TCP Packets get lost under moderate network load [message #34644] |
Thu, 22 January 2009 22:22 |
klathor
Messages: 3 Registered: January 2009
|
Junior Member |
|
|
Hello!
I've filed this as a bug (http://bugzilla.openvz.org/show_bug.cgi?id=1156),
but I was hoping to get some feedback/suggestions to make sure I'm not doing
something idiotic.
I apologize in advance for the length of this note...
Background:
I'm converting a fairly basic legacy webserver to an OpenVZ VPS. I've been using
OpenVZ for a few months on some infrastructure stuff and it's been working fine,
but this is the first production server I've tried converting. It's running
apache and php, gets about 2000 hits/min (mostly images, php is just for some
templates). The new OpenVZ machine is a Dell, dual Xeon 3G, 4G ram, this new VPS
is the only thing running on it.
Issue:
The morning after I converted, http monitors started to throw alerts just as
traffic was ramping up. Upon logging in, I saw 500+ sockets in SYN_RECV state.
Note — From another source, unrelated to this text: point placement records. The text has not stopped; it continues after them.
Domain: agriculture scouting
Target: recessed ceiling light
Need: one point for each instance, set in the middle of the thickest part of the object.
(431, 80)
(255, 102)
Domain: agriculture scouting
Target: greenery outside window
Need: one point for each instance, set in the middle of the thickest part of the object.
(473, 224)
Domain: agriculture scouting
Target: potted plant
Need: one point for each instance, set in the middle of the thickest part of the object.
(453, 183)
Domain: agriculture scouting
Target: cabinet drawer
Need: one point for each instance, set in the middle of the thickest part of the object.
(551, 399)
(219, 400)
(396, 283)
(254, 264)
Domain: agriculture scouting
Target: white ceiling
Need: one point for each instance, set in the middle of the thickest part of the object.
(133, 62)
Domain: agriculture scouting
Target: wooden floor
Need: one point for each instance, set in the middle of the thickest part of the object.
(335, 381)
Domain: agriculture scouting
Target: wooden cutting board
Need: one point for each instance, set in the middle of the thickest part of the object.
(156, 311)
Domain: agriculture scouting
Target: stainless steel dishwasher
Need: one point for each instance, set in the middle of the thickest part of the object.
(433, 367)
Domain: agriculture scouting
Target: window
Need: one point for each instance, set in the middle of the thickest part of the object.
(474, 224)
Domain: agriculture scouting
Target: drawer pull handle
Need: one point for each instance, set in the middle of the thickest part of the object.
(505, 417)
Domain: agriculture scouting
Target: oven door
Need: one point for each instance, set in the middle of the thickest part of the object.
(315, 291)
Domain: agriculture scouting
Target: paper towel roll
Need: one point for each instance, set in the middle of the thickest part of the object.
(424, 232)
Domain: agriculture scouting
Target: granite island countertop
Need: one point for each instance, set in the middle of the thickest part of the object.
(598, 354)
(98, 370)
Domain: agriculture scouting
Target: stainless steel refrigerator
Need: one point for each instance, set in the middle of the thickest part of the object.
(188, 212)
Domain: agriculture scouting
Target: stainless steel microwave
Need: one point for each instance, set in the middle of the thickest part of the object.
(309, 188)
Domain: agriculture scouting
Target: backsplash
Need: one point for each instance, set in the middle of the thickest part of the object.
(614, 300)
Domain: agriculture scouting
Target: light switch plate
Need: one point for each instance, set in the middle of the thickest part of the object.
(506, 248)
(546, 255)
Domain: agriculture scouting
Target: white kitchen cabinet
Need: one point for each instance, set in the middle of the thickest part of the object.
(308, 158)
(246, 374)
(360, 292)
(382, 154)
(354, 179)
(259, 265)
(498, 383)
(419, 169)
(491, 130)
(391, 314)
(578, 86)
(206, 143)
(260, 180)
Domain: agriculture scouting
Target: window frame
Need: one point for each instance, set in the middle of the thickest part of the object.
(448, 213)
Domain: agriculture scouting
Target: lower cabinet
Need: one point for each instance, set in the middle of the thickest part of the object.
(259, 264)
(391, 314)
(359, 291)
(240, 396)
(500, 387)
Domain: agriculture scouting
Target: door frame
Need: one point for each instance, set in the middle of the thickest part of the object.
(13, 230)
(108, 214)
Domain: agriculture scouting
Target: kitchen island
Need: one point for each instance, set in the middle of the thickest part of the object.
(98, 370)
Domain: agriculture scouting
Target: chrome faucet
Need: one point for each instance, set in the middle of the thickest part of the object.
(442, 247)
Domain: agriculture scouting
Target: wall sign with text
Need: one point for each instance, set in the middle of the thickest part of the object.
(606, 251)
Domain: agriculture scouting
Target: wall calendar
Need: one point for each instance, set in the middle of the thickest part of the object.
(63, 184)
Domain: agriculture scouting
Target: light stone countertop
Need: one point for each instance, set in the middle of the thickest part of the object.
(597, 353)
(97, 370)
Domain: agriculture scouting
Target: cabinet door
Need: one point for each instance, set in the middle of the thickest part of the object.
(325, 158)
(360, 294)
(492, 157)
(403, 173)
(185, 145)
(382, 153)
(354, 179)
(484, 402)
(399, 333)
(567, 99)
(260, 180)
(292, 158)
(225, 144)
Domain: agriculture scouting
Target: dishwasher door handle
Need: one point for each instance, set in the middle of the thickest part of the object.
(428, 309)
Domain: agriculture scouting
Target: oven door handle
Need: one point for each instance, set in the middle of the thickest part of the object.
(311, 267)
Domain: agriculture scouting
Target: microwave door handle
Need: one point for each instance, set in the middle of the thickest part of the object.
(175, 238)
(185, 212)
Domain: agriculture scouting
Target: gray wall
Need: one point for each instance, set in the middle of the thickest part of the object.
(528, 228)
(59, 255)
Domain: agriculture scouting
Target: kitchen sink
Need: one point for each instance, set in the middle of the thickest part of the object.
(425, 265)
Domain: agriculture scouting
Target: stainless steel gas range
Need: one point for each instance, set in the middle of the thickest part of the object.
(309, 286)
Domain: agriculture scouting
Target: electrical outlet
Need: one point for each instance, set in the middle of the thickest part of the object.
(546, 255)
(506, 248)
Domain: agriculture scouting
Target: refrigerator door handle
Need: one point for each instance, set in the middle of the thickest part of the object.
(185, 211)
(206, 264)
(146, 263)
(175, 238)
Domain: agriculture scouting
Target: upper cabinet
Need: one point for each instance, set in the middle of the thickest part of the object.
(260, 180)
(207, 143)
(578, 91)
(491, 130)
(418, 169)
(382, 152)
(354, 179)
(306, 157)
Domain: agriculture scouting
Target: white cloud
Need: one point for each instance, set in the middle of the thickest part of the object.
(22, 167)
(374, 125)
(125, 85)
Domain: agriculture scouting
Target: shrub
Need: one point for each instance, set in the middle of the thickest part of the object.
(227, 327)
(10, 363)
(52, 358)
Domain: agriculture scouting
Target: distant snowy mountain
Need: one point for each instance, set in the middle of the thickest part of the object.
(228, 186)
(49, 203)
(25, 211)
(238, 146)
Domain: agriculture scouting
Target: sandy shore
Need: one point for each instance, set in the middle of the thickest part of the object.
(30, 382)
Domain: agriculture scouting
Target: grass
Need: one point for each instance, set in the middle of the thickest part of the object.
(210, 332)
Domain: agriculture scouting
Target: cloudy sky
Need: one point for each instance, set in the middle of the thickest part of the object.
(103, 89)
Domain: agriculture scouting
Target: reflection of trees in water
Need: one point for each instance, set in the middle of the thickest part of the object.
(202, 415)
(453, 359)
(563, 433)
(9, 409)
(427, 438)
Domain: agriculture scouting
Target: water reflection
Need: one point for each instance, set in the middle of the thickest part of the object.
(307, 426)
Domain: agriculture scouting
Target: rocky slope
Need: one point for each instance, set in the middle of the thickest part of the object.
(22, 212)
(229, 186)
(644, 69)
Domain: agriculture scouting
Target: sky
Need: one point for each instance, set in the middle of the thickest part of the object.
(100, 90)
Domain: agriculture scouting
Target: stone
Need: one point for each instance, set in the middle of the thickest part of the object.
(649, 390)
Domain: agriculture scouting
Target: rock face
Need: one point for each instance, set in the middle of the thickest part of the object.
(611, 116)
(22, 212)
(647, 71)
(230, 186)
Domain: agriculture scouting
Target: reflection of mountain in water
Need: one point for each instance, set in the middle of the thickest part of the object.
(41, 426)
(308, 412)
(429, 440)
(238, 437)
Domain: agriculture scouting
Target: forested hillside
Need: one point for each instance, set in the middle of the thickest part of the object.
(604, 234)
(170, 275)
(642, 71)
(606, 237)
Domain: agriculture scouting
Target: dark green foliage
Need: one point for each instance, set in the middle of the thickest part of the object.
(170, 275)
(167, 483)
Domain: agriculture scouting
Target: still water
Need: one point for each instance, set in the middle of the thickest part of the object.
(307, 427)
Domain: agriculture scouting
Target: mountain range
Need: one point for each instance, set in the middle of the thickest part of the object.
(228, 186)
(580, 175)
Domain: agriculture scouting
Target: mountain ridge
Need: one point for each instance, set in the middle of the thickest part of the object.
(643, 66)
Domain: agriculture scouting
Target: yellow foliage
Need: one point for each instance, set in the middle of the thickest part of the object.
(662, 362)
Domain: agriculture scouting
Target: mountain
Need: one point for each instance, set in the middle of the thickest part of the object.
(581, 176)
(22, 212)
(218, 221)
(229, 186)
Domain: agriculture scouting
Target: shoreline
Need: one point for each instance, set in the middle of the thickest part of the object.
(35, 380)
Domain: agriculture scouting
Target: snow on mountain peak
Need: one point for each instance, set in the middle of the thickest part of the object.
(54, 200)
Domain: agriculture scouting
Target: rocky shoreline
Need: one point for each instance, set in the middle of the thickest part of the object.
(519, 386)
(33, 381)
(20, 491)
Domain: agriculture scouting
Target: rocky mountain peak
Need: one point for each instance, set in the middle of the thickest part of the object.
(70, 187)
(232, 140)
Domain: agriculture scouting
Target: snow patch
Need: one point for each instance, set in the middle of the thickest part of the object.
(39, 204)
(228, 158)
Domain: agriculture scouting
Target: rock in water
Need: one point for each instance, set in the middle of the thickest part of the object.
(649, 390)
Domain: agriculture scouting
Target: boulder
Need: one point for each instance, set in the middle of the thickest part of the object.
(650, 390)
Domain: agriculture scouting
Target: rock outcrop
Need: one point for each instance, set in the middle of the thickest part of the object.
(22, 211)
Restarting the webserver would clear them out, but within a minute or two they
would reach 100+. Also, there were many "Orphaned socket dropped" messages in
the kernel logs, but no barriers were reached. After many false leads, I
discovered that the problem was very similar to the problem reported by Max
Deineko in January of 2008:
http://forum.openvz.org/index.php?t=msg&goto=25678
Unfortunately no resolution was posted.
I have reverted back to the original server and done some testing, but
unfortunately I have to break our live site to do so because the issue only
occurs when the VPS is hit with many different IPs. I can't replicate the
behavior even by running ab from ~7 machines. (Doing that only makes load climb
and the net link saturate, but SYN_RECV states do not pile up.)
Possible clues:
-Out of desperation I turned off iptables entirely (no rules, no modules loaded)
on both the HN & VPS, which appeared to clear up everything.
-The issue reappears with iptables turned ON on the HN but turned OFF on the VPS
(IPTABLES="" in /etc/vz/vz.conf).
-I've tried logging all INVALID state packets in case it was some sort of
conntrack issue, but I saw no hits for the problem connections captured.
-Happens whether syncookies are turned on or off.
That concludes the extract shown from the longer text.